There's a sense of acceleration if not exhilaration in the air these days. Maybe it's the Christmas spirit, maybe it's the anticipation of however you celebrate the holidays, maybe it's the ending of yet another year and the closing of the age.
Between us, I'm not sure what it is and as the years of my life have sped by I spend less and less time regretting their passing since I cannot stop it, nor, try as I might, can I alter anything that has yet to be.
All I can control is the here and now. And not really all of the now just the split second each of us has before the next moment arrives. But that's okay. As challenging as some times in the past have been, they are in the past and what's to come is unknown and will arrive and unfold whether I worry about it or not.

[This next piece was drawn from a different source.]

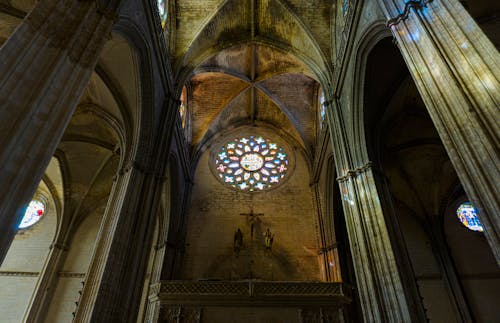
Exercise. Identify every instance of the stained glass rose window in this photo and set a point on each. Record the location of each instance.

Had a nice moment last night with my wife (I usually say 'my long-suffering wife' so I should this time as well) Sigrid as we enjoyed the annual Lighting of City Hall at One Union Street in the city in which we live.
We also, as is our tradition, purchased the Christmas ornament produced every year to mark the season. I think Sigrid has one for every year of the celebration and at mid day today I hope we have the time to enjoy the Winterfest Parade that's always a lot of fun as we line Broadway to celebrate ourselves.
You should try it, especially this time of year. It does a body good, and it only takes a moment and then that moment is gone, joining the previous one in unending chain of life on a small planet.